The TracerX study is the most in-depth analysis of how cancers evolve and what causes them to spread.
The results of tracking lung cancers for nine years left the research team "surprised" and "in awe" at the formidable force they were up against. Scientists have concluded that there is a pressing need to focus on cancer prevention, as a universal cure is unlikely any time soon.
Cancers change and evolve over time - they are not immutable.
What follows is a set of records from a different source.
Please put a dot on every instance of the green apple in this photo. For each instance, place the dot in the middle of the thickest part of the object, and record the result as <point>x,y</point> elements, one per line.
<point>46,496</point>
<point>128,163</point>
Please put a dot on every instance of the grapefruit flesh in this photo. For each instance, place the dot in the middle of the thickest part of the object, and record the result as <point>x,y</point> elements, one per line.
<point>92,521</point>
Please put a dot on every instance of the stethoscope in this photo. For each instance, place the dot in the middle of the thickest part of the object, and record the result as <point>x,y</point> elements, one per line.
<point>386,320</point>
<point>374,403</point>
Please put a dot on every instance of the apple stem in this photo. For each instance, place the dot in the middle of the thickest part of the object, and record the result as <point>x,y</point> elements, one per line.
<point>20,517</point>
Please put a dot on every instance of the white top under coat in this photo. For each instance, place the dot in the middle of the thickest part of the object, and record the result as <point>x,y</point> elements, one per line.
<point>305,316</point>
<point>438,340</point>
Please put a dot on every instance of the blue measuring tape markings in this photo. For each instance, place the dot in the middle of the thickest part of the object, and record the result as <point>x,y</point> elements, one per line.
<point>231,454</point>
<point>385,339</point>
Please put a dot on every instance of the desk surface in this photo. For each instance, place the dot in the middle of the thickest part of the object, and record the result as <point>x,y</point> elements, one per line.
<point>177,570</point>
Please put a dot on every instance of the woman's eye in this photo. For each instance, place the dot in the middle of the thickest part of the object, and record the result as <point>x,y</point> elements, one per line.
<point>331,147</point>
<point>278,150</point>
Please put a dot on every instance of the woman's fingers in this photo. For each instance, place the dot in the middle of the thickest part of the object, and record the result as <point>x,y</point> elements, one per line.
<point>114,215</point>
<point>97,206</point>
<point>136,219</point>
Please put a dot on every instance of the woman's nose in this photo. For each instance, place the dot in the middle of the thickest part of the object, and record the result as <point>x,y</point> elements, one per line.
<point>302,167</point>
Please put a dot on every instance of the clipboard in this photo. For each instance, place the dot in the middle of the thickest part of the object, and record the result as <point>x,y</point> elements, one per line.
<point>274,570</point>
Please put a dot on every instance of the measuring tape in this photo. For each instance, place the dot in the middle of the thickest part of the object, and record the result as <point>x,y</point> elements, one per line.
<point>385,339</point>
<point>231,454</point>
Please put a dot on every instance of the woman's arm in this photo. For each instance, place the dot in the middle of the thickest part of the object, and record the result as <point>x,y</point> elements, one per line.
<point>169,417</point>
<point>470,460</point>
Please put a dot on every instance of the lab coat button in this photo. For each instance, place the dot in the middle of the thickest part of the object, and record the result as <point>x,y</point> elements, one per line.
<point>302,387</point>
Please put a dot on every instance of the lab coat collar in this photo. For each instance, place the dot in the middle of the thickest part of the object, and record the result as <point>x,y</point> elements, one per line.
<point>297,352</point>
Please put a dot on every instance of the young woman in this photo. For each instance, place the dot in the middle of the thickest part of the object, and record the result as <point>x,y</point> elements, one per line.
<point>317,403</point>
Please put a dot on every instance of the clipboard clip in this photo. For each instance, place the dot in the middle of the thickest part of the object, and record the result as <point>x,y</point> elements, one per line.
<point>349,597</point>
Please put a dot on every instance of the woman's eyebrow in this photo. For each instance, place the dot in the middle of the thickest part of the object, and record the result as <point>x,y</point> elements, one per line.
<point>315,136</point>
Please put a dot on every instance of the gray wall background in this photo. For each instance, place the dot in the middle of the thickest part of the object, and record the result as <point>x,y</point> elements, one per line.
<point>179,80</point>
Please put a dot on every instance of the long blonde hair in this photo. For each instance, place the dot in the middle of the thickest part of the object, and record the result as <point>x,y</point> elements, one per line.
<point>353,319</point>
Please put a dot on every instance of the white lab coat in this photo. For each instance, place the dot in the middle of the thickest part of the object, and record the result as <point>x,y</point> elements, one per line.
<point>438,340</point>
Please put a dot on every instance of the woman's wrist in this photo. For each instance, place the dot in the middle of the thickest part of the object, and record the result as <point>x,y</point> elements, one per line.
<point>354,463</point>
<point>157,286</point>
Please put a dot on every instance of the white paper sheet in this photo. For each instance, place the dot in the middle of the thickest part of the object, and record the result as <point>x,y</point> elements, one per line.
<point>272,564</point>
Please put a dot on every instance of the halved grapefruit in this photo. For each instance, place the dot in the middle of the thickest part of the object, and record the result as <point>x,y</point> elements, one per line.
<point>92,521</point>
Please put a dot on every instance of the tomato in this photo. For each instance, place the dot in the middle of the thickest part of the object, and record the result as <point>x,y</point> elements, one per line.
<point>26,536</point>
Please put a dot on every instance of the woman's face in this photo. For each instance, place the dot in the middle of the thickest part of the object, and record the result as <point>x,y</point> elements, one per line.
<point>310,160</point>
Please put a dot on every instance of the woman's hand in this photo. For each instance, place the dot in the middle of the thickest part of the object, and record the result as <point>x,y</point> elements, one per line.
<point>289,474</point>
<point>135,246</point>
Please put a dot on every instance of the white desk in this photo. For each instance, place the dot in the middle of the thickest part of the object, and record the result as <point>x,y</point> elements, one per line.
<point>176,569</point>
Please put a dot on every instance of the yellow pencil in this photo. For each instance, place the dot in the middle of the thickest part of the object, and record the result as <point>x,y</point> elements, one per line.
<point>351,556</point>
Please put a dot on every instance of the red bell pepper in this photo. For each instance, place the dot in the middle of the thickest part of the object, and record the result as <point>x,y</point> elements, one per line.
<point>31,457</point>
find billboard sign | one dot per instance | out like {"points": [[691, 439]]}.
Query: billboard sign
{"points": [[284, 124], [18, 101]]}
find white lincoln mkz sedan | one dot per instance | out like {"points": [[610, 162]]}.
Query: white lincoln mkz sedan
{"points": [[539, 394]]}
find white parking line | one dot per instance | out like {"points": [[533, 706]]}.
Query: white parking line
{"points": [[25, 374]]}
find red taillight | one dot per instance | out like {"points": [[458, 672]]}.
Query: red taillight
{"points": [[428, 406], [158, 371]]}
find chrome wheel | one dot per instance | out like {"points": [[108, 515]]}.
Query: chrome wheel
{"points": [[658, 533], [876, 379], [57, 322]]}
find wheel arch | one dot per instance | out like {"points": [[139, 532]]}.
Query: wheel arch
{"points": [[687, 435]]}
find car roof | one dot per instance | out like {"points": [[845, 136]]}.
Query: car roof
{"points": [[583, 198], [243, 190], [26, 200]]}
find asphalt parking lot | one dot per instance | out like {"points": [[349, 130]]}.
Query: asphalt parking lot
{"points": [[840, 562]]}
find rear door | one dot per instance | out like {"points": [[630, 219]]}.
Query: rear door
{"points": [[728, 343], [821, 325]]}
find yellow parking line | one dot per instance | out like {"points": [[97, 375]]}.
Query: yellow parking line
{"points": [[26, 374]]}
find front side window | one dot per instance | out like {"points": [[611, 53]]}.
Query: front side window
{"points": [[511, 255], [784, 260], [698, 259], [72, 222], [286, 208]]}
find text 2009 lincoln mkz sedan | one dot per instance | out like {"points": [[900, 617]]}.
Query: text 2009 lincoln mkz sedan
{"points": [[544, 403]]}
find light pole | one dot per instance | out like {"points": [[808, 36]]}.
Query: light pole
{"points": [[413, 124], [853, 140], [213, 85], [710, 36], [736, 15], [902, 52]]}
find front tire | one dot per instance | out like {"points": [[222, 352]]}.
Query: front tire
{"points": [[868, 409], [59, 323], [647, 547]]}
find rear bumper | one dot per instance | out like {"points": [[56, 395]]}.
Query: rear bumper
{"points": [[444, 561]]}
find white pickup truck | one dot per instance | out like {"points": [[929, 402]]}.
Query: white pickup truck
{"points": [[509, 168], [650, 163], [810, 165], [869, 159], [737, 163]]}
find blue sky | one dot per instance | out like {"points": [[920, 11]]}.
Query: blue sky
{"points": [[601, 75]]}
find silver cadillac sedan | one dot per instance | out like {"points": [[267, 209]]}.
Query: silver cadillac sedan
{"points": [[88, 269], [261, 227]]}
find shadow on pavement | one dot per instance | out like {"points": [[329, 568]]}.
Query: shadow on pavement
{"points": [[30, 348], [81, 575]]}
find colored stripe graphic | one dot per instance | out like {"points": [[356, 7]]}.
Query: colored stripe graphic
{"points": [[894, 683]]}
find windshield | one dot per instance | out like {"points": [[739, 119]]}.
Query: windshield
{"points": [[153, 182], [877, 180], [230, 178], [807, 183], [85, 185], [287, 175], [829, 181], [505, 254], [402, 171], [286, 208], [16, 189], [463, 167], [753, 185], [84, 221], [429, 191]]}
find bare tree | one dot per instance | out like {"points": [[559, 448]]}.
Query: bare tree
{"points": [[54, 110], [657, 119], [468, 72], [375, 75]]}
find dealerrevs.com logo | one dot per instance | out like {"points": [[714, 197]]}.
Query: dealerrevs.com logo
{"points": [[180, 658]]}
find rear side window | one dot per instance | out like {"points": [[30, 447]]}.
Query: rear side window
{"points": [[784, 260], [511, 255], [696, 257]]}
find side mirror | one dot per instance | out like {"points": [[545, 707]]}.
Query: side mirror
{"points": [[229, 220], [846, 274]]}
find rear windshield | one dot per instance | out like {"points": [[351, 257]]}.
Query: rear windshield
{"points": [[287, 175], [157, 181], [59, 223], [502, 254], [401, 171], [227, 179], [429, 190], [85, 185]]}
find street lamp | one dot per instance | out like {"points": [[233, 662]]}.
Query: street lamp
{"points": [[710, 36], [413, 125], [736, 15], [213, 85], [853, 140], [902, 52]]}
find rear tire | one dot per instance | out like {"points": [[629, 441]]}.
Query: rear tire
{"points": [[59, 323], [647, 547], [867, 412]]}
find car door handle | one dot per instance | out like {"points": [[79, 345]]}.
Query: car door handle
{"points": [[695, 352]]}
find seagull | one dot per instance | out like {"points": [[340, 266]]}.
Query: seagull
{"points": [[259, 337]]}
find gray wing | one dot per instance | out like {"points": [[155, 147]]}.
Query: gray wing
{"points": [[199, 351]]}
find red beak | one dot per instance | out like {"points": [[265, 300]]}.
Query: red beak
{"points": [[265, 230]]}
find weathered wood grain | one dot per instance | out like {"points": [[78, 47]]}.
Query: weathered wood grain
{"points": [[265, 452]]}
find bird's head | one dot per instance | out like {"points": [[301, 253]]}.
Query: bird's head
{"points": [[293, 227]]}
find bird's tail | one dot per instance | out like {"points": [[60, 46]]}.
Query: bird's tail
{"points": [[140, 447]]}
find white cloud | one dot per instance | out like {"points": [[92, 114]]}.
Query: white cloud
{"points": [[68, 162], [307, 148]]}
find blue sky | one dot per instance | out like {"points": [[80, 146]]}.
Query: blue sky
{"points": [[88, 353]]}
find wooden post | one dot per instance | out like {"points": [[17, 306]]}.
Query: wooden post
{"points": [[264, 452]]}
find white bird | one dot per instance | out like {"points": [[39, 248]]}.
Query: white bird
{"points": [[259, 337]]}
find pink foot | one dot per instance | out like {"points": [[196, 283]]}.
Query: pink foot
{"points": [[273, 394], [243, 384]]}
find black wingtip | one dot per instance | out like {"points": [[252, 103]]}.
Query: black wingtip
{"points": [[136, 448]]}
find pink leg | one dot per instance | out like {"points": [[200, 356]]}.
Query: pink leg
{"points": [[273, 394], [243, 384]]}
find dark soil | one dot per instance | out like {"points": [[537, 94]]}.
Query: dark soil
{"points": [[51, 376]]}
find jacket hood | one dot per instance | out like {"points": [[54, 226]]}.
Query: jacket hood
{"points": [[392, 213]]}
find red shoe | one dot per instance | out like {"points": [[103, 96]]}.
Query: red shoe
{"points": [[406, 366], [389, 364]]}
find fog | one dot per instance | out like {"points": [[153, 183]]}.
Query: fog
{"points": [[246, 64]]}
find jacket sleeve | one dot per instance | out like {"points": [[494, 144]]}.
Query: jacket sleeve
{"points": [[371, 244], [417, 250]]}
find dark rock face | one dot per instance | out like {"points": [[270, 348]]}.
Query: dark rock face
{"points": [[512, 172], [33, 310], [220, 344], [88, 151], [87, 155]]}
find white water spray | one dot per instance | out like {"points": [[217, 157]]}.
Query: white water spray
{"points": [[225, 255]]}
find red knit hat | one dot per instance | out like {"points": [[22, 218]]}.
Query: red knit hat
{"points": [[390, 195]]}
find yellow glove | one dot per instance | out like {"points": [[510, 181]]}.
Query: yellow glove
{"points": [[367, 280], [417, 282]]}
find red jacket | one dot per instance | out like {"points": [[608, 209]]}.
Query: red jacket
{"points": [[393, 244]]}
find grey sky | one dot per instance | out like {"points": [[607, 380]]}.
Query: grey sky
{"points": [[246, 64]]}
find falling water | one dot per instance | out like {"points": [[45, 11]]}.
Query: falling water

They can become more aggressive, better at evading the immune system, and able to spread around the body.
A tumor starts as a single, corrupted cell, but becomes a mixture of millions of cells that have all mutated in slightly different ways.
TracerX tracked that diversity and how it changes over time inside lung cancer patients and say the results would apply across different types of cancer.
More than 400 people - treated at 13 hospitals in the UK - had biopsies taken from different parts of their lung cancer as the disease progressed.
The evolutionary analysis has been published across seven separate studies in the journals Nature and Nature Medicine.
The research showed:
- Highly aggressive cells in the initial tumour are the ones that ultimately end up spreading around the body
- Tumors showing higher levels of genetic "chaos" were more likely to relapse after surgery to other parts of the body
- Analysing blood for fragments of tumor DNA meant signs of it returning could be spotted up to 200 days before appearing on a CT scan
- The cellular machinery that reads the instructions in our DNA can become corrupted in cancerous cells making them more aggressive
The researchers hope the findings could, in the future, help them predict how a patient's tumor will spread and tailor treatment accordingly.
Speaking about the findings, Professor Charles Swanton, from the Francis Crick Institute and University College London, said he was surprised at how adaptable tumors are.
“I don't want to sound too depressing about this, but I think - given the almost infinite possibilities in which a tumour can evolve, and the very large number of cells in a late-stage tumour, which could be several hundred billion cells - then achieving cures in all patients with late-stage disease is a formidable task.
“I don't think we're going to be able to come up with universal cures.
“If we want to make the biggest impact we need to focus on prevention, early detection and early detection of relapse.”